The SwayLOC install instructions also provide information about checking for proper clearance (some bumpers require some relief in order for the sway bar arms to rotate). When we installed a friend’s Anti-rock, we had to do some grinding on his bumper brackets before the bushings and arms would clear. Read through the install instructions and make sure you have adequate clearance. Now is the time to fix it before you go any further.
I cheated a tiny bit (about an 1/8″ worth) and put a flat spot on the edge of the bushing that fits into the cross-member tube. I knew this going into the project as I did the same with the bushings I had used for the AR.
Once you have verified that your cross-member is clear and your bumper allows for proper clearance, it is time to seat the bushings into the cross-member. I used a rubber mallet to pop the bushings into place. They went in fairly easy.
With a little silicone lube sprayed onto the torsion tube, the rubber mallet was again used to help position the tube in the bushing. A block of wood (and a metal hammer) could also be used if necessary.
Since the torsion tube was going in quite easily, I inserted the other bushing into the driver’s side end of the cross-member tube. Mike centered up the torsion tube just as it was meeting the bushing (slipped a screwdriver into the tube to help position it without pinching any fingers) and I tapped the passenger end a couple more times.

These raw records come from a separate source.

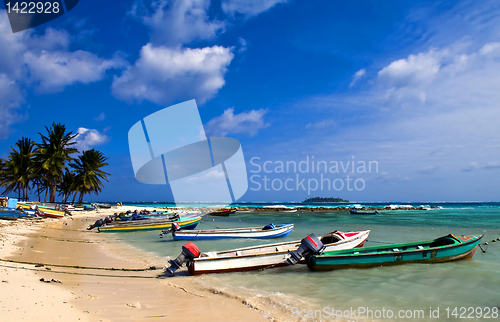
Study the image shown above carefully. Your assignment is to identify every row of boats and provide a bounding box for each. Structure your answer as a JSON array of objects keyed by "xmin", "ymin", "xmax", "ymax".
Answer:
[
  {"xmin": 166, "ymin": 225, "xmax": 483, "ymax": 275},
  {"xmin": 0, "ymin": 199, "xmax": 483, "ymax": 275},
  {"xmin": 0, "ymin": 198, "xmax": 69, "ymax": 220}
]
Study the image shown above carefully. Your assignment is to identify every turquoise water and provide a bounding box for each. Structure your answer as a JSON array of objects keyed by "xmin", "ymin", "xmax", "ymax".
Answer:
[{"xmin": 118, "ymin": 203, "xmax": 500, "ymax": 321}]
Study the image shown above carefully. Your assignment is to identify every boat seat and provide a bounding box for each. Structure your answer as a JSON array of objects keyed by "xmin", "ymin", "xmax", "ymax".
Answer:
[{"xmin": 201, "ymin": 252, "xmax": 216, "ymax": 257}]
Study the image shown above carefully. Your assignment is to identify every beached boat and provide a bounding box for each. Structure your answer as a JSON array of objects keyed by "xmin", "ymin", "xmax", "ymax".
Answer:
[
  {"xmin": 170, "ymin": 230, "xmax": 370, "ymax": 275},
  {"xmin": 19, "ymin": 203, "xmax": 66, "ymax": 218},
  {"xmin": 278, "ymin": 208, "xmax": 297, "ymax": 212},
  {"xmin": 98, "ymin": 217, "xmax": 201, "ymax": 232},
  {"xmin": 306, "ymin": 234, "xmax": 483, "ymax": 271},
  {"xmin": 164, "ymin": 224, "xmax": 293, "ymax": 240},
  {"xmin": 349, "ymin": 209, "xmax": 380, "ymax": 215},
  {"xmin": 0, "ymin": 207, "xmax": 36, "ymax": 220},
  {"xmin": 208, "ymin": 209, "xmax": 236, "ymax": 217}
]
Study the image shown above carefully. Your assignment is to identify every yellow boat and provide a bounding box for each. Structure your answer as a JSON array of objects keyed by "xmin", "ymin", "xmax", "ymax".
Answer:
[{"xmin": 97, "ymin": 217, "xmax": 201, "ymax": 232}]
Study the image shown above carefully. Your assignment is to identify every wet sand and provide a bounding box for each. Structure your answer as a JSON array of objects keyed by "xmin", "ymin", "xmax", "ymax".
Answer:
[{"xmin": 0, "ymin": 207, "xmax": 274, "ymax": 322}]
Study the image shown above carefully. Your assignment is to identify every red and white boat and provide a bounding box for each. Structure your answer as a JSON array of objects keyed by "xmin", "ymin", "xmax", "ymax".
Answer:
[{"xmin": 178, "ymin": 230, "xmax": 370, "ymax": 275}]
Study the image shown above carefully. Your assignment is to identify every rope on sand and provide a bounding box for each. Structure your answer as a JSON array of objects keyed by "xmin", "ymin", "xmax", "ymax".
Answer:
[{"xmin": 0, "ymin": 264, "xmax": 159, "ymax": 279}]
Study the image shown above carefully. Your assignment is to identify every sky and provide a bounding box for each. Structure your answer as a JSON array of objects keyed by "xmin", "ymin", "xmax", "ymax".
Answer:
[{"xmin": 0, "ymin": 0, "xmax": 500, "ymax": 201}]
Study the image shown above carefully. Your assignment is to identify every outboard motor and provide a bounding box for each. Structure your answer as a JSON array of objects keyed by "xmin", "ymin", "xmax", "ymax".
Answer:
[
  {"xmin": 87, "ymin": 219, "xmax": 106, "ymax": 230},
  {"xmin": 160, "ymin": 222, "xmax": 181, "ymax": 238},
  {"xmin": 167, "ymin": 242, "xmax": 200, "ymax": 274},
  {"xmin": 286, "ymin": 234, "xmax": 325, "ymax": 265}
]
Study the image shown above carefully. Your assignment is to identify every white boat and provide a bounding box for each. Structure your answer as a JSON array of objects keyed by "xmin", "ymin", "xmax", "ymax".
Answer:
[
  {"xmin": 188, "ymin": 230, "xmax": 370, "ymax": 275},
  {"xmin": 166, "ymin": 223, "xmax": 293, "ymax": 240}
]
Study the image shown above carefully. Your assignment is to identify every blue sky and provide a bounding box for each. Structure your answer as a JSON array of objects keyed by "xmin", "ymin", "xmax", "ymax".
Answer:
[{"xmin": 0, "ymin": 0, "xmax": 500, "ymax": 201}]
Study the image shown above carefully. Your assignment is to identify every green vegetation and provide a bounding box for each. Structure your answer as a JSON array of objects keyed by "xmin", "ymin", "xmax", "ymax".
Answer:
[
  {"xmin": 0, "ymin": 123, "xmax": 109, "ymax": 203},
  {"xmin": 302, "ymin": 197, "xmax": 349, "ymax": 203}
]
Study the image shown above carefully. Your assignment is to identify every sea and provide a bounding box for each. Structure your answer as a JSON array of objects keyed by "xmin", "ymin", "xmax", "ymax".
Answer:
[{"xmin": 110, "ymin": 202, "xmax": 500, "ymax": 321}]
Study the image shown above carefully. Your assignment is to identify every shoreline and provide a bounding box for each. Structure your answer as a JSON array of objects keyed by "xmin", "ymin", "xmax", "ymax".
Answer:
[{"xmin": 0, "ymin": 207, "xmax": 286, "ymax": 322}]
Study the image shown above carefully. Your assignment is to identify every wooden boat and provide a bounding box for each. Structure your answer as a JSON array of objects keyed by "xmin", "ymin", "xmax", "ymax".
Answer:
[
  {"xmin": 98, "ymin": 217, "xmax": 201, "ymax": 232},
  {"xmin": 188, "ymin": 230, "xmax": 370, "ymax": 275},
  {"xmin": 349, "ymin": 210, "xmax": 380, "ymax": 215},
  {"xmin": 168, "ymin": 224, "xmax": 293, "ymax": 240},
  {"xmin": 19, "ymin": 204, "xmax": 65, "ymax": 218},
  {"xmin": 209, "ymin": 209, "xmax": 236, "ymax": 217},
  {"xmin": 278, "ymin": 208, "xmax": 297, "ymax": 212},
  {"xmin": 306, "ymin": 234, "xmax": 483, "ymax": 271}
]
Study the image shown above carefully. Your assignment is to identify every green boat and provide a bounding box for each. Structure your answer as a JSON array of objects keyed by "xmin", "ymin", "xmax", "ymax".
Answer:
[{"xmin": 306, "ymin": 234, "xmax": 483, "ymax": 271}]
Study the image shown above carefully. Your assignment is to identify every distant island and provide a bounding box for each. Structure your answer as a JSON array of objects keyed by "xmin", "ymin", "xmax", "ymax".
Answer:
[{"xmin": 302, "ymin": 197, "xmax": 349, "ymax": 203}]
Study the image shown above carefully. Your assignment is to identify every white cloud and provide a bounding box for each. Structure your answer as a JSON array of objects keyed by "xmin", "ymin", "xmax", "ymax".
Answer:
[
  {"xmin": 462, "ymin": 162, "xmax": 479, "ymax": 172},
  {"xmin": 112, "ymin": 43, "xmax": 234, "ymax": 105},
  {"xmin": 23, "ymin": 50, "xmax": 126, "ymax": 93},
  {"xmin": 238, "ymin": 37, "xmax": 248, "ymax": 53},
  {"xmin": 205, "ymin": 108, "xmax": 270, "ymax": 136},
  {"xmin": 418, "ymin": 165, "xmax": 439, "ymax": 174},
  {"xmin": 222, "ymin": 0, "xmax": 288, "ymax": 18},
  {"xmin": 75, "ymin": 127, "xmax": 109, "ymax": 152},
  {"xmin": 349, "ymin": 69, "xmax": 366, "ymax": 87},
  {"xmin": 484, "ymin": 161, "xmax": 500, "ymax": 170},
  {"xmin": 306, "ymin": 119, "xmax": 337, "ymax": 130},
  {"xmin": 131, "ymin": 0, "xmax": 225, "ymax": 46}
]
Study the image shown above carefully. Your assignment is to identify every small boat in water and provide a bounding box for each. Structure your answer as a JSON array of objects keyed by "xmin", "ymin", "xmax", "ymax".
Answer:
[
  {"xmin": 98, "ymin": 217, "xmax": 201, "ymax": 232},
  {"xmin": 349, "ymin": 209, "xmax": 380, "ymax": 215},
  {"xmin": 306, "ymin": 234, "xmax": 483, "ymax": 271},
  {"xmin": 208, "ymin": 209, "xmax": 236, "ymax": 217},
  {"xmin": 0, "ymin": 207, "xmax": 36, "ymax": 220},
  {"xmin": 160, "ymin": 223, "xmax": 293, "ymax": 240},
  {"xmin": 168, "ymin": 230, "xmax": 370, "ymax": 275}
]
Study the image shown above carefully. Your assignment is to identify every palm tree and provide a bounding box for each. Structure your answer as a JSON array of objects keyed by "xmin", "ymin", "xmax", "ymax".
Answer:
[
  {"xmin": 70, "ymin": 149, "xmax": 109, "ymax": 204},
  {"xmin": 1, "ymin": 137, "xmax": 35, "ymax": 200},
  {"xmin": 36, "ymin": 123, "xmax": 78, "ymax": 202}
]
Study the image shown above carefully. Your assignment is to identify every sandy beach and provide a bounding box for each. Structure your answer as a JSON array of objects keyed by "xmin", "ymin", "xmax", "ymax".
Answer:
[{"xmin": 0, "ymin": 207, "xmax": 274, "ymax": 321}]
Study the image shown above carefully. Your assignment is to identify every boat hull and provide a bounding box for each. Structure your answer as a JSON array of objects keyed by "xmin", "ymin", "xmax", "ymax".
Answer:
[
  {"xmin": 306, "ymin": 235, "xmax": 483, "ymax": 271},
  {"xmin": 172, "ymin": 224, "xmax": 294, "ymax": 240},
  {"xmin": 98, "ymin": 217, "xmax": 201, "ymax": 232},
  {"xmin": 188, "ymin": 230, "xmax": 370, "ymax": 275}
]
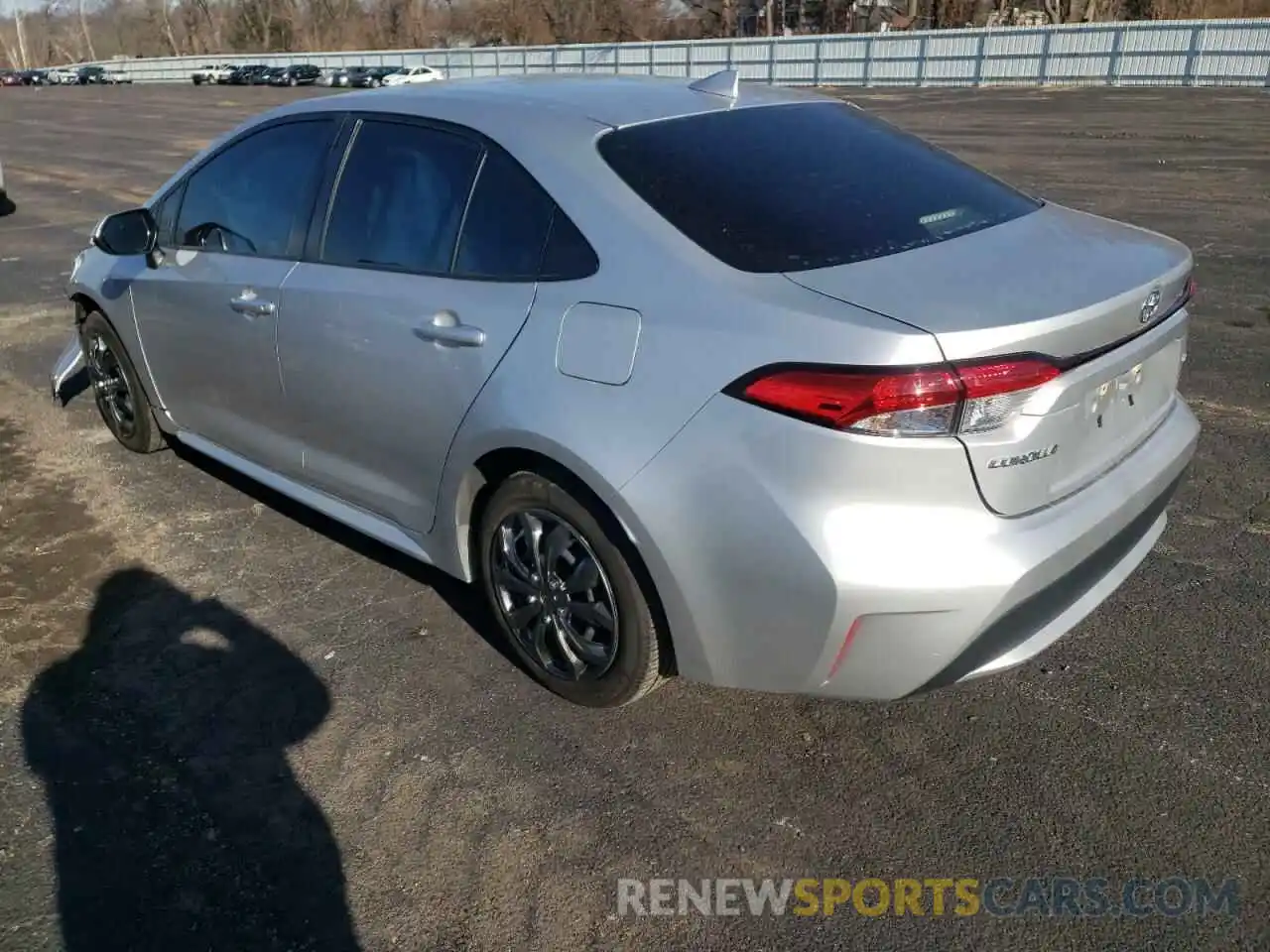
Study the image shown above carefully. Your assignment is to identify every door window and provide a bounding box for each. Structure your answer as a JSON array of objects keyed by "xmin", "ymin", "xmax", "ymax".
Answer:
[
  {"xmin": 177, "ymin": 118, "xmax": 334, "ymax": 258},
  {"xmin": 320, "ymin": 119, "xmax": 481, "ymax": 274},
  {"xmin": 454, "ymin": 149, "xmax": 555, "ymax": 281}
]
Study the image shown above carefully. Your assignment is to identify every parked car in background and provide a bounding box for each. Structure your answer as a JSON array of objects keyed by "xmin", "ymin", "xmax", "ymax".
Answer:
[
  {"xmin": 51, "ymin": 71, "xmax": 1199, "ymax": 707},
  {"xmin": 357, "ymin": 66, "xmax": 401, "ymax": 89},
  {"xmin": 190, "ymin": 63, "xmax": 234, "ymax": 86},
  {"xmin": 269, "ymin": 63, "xmax": 321, "ymax": 86},
  {"xmin": 384, "ymin": 66, "xmax": 445, "ymax": 86},
  {"xmin": 228, "ymin": 63, "xmax": 269, "ymax": 86}
]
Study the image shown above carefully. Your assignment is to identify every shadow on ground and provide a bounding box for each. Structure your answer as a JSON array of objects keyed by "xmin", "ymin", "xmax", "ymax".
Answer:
[{"xmin": 22, "ymin": 568, "xmax": 359, "ymax": 952}]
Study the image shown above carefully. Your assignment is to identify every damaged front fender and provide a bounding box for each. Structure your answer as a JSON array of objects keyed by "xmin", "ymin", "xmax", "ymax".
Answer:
[{"xmin": 49, "ymin": 332, "xmax": 87, "ymax": 407}]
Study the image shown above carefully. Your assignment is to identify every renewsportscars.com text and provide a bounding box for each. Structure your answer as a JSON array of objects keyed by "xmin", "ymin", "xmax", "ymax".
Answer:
[{"xmin": 617, "ymin": 876, "xmax": 1239, "ymax": 917}]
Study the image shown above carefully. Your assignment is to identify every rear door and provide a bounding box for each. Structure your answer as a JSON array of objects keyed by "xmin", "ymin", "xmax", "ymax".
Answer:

The install directions that if you have both bushings seated flush in the cross-member, you should have 3/4″ of torsion tube splines showing at both ends when the tube is properly positioned. Yes we did!
OffRoadOnly SwayLOC Install
With the torsion tube properly in position, we slipped the short passenger arm onto the torsion tube splines. The arm fit directly up against the bushing and was nearly flush with the end of the splines. We put a 3/8″ bolt in and just barely snugged it down.
Next was the driver’s side arm. It has two different sized spline hubs that are welded together. Make sure the torsion tube does not push over towards the passenger side while sliding the arm onto the tube. Mike held the passenger side arm in position while I made sure I had the arm lined up and horizontal to the ground (like the passenger arm). I slid the larger hub opening onto the torsion tube and up flush against the bushing. Make sure you check to see that the splines fully engage the hub on the arm. If they do not, you probably don’t have the bushings completely seated against the cross-member or the torsion tube slid a bit while you were putting on the arm.
Next we slipped the torsion bar (the solid shaft with splines on each end) into the torsion tube from the passenger side. As Mike pushed the bar through, I lined up the splines for the smaller hub on the driver’s arm. I inserted a 3/8″ bolt into the cross-hole of the outer hub (the larger one) and snugged it down just a bit.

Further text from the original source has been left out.